It could be he was afraid you wouldn't like it. Not all women do.


----------



## Imperfect (Dec 26, 2013)

I think women forget to tell men what we like in the bedroom and we become frustrated. I also like to believe a man wants to please his woman but are intimidated by just what to do for us. Within this past year of our 35 year marriage I gently told my husband what I would like b/c I didn't want to insult him but I did want to get a bit more from him for my satisfaction. Not that we didn't have a good time before but I agree that one person shouldn't be doing all the work. Afterwards I compliment him for a great time together and he compliments me.


----------



## Sandfly (Dec 8, 2013)

Imperfect said:


> I think *women forget to tell men what we like *in the bedroom and *we become frustrated*. I also like to believe a man wants to please his woman but are intimidated by just what to do for us. Within this past year of our 35 year marriage I *gently told my husband what I would like *b/c I didn't want to insult him but I did want to get a bit more from him for my satisfaction. Not that we didn't have a good time before but I agree that one person shouldn't be doing all the work. Afterwards *I compliment him for a great time together and he compliments me*.

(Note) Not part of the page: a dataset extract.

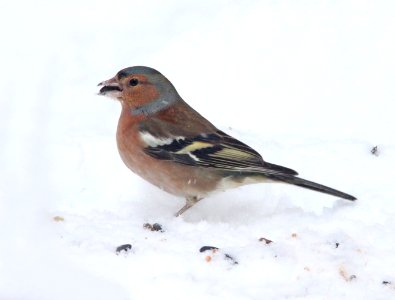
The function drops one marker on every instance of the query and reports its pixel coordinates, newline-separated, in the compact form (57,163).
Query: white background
(308,84)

This is the best way to do it. I have never rated anyone's performance, just shown them how to do better. This is because I think that 'actions speak louder than words' and 'practice is more important than theory'. But I suppose if someone is already sensitive about the subject, then encouraging words might help too.

Luckily, I had a great instructor when I was starting out. I dread to think how internet porn has misguided a lot of boys.

For the OP, I would like to second the thing in bold. It is never too late to experiment, as long as you are both supportive when it doesn't work, and clearer about specifics when it is working.

With a man, think of it as teaching him to drive, be quite technical and in absolutely no hurry. It also shouldn't feel like a 'test' that anyone needs to pass. Move onto something else and come back to it rather than trying to force the issue in one day. Men like to grasp a general concept, and then practice it, and then analyse, and then practice some more. Of course, different things should be introduced gradually to prevent routine, and variety introduced. This is where books can be useful, for ideas (not necessarily instruction).


----------



## Rayloveshiswife (Sep 25, 2013)

Sex with my wife is exactly as you describe for different reasons. She doesn't want oral on her and gets aroused so fast she does not need or want fore play. Bums me out and kinda makes sex boring. 
_Posted via Mobile Device_


----------



## yeah_right (Oct 23, 2013)

No offense to the many men of TAM, but to the ladies...men are often dense, clueless creatures. They are not mind readers. We often need to TELL them what we want sexually. Guess what, for the most part they are happy to oblige, especially if you tell them in a sexy voice. I know a lot of women don't feel comfortable talking openly with their men, but I promise the results are worth it.


----------



## soulseer (Jul 26, 2013)

yeah_right said:


> No offense to the many men of TAM, but to the ladies...men are often dense, clueless creatures. They are not mind readers. We often need to TELL them what we want sexually. Guess what, for the most part they are happy to oblige, especially if you tell them in a sexy voice. I know a lot of women don't feel comfortable talking openly with their men, but I promise the results are worth it.


Such good advice.

I recently tried to initiate a conversation with my wife asking her what she wants in bed.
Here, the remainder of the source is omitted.